Ron Osborn is a 2015 Fulbright scholar and a postdoctoral fellow at Wellesley College.

Ron Osborn is a 2015 Fulbright scholar and a postdoctoral fellow at Wellesley College.

RNS: Do you think plant death before the fall presents a problem? It is, after all, still death.

RO: We could take the question a further step down to the cellular level and basic metabolism. I am not committed to defending the idea of a deathless creation when it comes to animals with complex nervous systems that are capable of experiencing pain, so clearly I have no stake in defending a static, deathless view when it comes to plants or other non-sentient organisms. In fairness to strict biblical literalists or young earth creationists, many of them recognize this problem and would also allow for plant death as a necessary part of creaturely existence.

RNS: Why did you devote so much of your book to talking about Biblical literalism? Is literalism and your view mutually exclusive?

RO: The book is not a systematic theological treatment of the problem of animal suffering, but rather a somewhat eclectic gathering of essays and reflections on the perils of rigid literalism with particular attention to the animal suffering problem. I have no agenda to turn creationists into evolutionists but I do hope this book might help to open a space in which Christians raised in highly literalistic, if not fundamentalist, traditions can wrestle more honestly with questions of religion and science. I have therefore tried to distinguish between literal readings of Genesis and rigid forms of biblical literalism, since I do think there is a difference. My own grandparents, for example, read Scripture in a very “plain”, literal manner but without succumbing to the exclusionary and dogmatic hyper-literalism that is the real target of my book.

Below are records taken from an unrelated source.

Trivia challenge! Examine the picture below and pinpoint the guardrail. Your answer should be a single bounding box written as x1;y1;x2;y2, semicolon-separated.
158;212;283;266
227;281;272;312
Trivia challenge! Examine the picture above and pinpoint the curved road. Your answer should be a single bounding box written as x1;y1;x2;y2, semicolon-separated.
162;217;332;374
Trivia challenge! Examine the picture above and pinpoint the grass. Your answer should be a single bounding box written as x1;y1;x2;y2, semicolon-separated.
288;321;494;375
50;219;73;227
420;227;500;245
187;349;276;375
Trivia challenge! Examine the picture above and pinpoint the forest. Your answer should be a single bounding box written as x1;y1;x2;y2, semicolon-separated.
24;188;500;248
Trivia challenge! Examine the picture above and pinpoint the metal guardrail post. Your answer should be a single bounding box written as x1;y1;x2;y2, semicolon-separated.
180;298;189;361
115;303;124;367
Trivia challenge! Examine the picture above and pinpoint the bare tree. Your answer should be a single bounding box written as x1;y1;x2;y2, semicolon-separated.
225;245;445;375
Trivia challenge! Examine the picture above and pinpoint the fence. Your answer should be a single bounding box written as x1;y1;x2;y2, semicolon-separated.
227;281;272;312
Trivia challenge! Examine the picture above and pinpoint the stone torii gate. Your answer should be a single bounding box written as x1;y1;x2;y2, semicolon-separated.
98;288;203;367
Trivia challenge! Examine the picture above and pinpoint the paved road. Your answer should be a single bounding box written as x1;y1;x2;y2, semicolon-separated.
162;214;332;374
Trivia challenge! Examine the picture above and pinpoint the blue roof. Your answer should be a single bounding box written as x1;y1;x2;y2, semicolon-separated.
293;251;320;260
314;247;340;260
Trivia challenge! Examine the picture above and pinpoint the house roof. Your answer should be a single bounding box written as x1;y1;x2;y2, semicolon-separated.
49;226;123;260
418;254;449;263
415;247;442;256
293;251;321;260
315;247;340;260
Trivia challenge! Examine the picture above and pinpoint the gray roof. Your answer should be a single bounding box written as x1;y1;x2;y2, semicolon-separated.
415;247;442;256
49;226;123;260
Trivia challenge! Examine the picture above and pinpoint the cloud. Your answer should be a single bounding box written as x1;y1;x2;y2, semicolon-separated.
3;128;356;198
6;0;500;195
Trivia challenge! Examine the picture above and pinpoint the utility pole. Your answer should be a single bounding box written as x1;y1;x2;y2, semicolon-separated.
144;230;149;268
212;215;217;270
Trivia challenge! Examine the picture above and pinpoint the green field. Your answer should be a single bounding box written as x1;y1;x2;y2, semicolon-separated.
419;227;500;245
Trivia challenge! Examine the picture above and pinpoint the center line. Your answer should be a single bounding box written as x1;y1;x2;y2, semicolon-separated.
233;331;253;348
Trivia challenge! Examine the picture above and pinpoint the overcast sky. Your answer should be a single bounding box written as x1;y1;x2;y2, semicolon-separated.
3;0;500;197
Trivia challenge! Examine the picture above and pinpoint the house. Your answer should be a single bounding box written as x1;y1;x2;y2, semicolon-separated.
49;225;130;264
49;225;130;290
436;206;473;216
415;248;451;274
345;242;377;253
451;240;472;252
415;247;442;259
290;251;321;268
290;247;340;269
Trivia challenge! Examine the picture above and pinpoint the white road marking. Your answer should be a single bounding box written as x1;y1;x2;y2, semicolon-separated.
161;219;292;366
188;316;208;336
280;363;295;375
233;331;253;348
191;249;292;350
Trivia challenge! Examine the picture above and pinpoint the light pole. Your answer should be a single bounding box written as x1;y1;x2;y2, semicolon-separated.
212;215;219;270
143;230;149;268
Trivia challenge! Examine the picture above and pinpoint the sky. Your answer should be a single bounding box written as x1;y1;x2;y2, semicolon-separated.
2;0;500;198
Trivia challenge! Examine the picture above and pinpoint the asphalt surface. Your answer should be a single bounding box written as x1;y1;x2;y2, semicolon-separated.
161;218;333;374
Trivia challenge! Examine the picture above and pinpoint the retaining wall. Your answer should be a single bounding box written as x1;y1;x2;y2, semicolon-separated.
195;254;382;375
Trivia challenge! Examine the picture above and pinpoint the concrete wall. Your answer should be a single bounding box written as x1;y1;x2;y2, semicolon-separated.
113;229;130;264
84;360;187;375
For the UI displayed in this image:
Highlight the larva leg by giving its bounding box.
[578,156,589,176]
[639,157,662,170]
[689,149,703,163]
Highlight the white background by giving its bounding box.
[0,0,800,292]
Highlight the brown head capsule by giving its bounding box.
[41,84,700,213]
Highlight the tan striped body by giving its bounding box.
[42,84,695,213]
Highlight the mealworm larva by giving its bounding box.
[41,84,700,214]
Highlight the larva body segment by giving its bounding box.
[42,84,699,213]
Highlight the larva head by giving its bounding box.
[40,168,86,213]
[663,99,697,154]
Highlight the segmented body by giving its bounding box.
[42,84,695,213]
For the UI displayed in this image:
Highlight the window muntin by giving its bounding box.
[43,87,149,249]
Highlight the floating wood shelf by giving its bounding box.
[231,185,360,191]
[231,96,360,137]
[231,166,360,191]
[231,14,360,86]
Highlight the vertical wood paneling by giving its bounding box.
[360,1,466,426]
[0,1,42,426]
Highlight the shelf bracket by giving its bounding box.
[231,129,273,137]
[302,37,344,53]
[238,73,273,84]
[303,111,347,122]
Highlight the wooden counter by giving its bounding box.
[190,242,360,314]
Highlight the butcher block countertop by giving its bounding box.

RNS: What about Intelligent Design (ID) theorists? How do they respond to you?

RO: I hesitate to comment on ID theory because it represents such a broad coalition. Insofar as ID theorists have engaged in a purely negative critique of naturalism, I have benefitted from their work. Insofar as some ID theorists have attempted to scientifically prove the necessity of a Designer through arguments from irreducible complexity, I find their project deeply problematic.


No matter how different they might be in scientific rigor and sophistication both ID theory (in this latter form) and creationism appear to me to share the same thoroughly modernist philosophical assumptions and theological anxieties. Both strive to answer the challenges of scientism on scientism’s own terms by providing us with an empirically verifiable foundation for our beliefs. Instead of attempting to debunk ID theory as failed science by guilt of association with young earth creationism, I would invite people to think through the theological implications of an ID theory that scientifically succeeds.